Manufacturing companies often collect personal identifying information and store it in various formats, both digital and traditional paper. Identity theft is a continuing growing problem in the country.

Many states have passed laws that require entities to destroy, dispose, or otherwise make personal information unreadable or undecipherable, in order to protect an individual’s privacy. At least 29 states, including Vermont, New York, New Hampshire and Massachusetts, provide laws that govern the disposal of personal data held by businesses and/or government. 


The Federal Trade Commission (FTC) has issued a new rule that will require businesses to properly dispose of and destroy sensitive consumer data. The rule is one of several new requirements intended to combat consumer fraud and identity theft and protect privacy required by the federal Fair and Accurate Credit Transactions Act (FACT Act).


The new FACT Act Disposal Rule broadly covers "any record about an individual, whether in paper, electronic, or other form that is a consumer report (also known as a credit report) or is derived from a consumer report." It requires any person or company that possesses or maintains such information to take "reasonable measures to protect against unauthorized access to or use of the information in connection with its disposal.
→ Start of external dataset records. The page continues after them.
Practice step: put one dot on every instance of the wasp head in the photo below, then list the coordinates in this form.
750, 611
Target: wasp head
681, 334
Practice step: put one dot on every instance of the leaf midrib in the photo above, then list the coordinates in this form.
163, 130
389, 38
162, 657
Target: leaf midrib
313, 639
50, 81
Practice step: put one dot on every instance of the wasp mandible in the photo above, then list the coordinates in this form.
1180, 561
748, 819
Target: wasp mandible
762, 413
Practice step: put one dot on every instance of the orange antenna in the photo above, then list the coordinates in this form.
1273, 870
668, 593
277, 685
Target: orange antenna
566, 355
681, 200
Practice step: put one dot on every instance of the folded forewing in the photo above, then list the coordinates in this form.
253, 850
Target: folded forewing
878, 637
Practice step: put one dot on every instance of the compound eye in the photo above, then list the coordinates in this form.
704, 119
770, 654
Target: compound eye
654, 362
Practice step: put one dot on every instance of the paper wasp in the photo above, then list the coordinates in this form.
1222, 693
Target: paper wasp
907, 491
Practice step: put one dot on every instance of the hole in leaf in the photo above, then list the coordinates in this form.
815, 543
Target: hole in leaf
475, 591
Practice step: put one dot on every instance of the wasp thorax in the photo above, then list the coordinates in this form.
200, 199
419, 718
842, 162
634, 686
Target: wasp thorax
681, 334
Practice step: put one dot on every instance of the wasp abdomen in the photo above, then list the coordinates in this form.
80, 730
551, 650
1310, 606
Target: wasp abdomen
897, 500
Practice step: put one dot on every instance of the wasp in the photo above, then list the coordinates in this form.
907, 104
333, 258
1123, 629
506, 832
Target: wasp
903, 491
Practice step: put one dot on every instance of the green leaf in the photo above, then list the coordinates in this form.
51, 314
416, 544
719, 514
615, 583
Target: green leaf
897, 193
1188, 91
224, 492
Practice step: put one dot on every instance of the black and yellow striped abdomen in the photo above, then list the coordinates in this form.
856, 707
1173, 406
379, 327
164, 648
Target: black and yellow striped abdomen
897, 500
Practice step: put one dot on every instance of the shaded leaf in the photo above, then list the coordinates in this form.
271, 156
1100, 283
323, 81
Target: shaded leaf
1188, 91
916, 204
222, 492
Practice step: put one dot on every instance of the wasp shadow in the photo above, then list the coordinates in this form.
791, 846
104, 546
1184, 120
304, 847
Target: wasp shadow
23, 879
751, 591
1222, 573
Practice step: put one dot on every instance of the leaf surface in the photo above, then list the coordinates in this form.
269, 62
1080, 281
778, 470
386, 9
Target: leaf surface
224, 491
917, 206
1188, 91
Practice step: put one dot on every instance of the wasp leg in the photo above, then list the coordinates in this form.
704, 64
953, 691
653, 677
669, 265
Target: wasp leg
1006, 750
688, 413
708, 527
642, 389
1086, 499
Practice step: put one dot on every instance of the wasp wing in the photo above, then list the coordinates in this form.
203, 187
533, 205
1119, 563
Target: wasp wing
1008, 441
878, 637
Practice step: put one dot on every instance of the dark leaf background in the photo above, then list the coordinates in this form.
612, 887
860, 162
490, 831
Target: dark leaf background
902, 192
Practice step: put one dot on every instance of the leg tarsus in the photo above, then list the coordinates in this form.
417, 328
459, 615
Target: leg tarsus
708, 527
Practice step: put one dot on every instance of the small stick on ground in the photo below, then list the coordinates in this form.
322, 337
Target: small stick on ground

Trade Secrets are another form of sensitive information that needs to be protected and properly managed. In 1996 Congress enacted the Economic Espionage Act to protect the economic interests of the United States. The Department of Justice has been given the task of enforcing this act. They do so by denying legal protection if an organization does not take reasonable steps to protect their proprietary information. It is in a company’s best interest to make sure these sensitive materials pertaining to corporate secrets, intellectual property and discarded product are properly managed.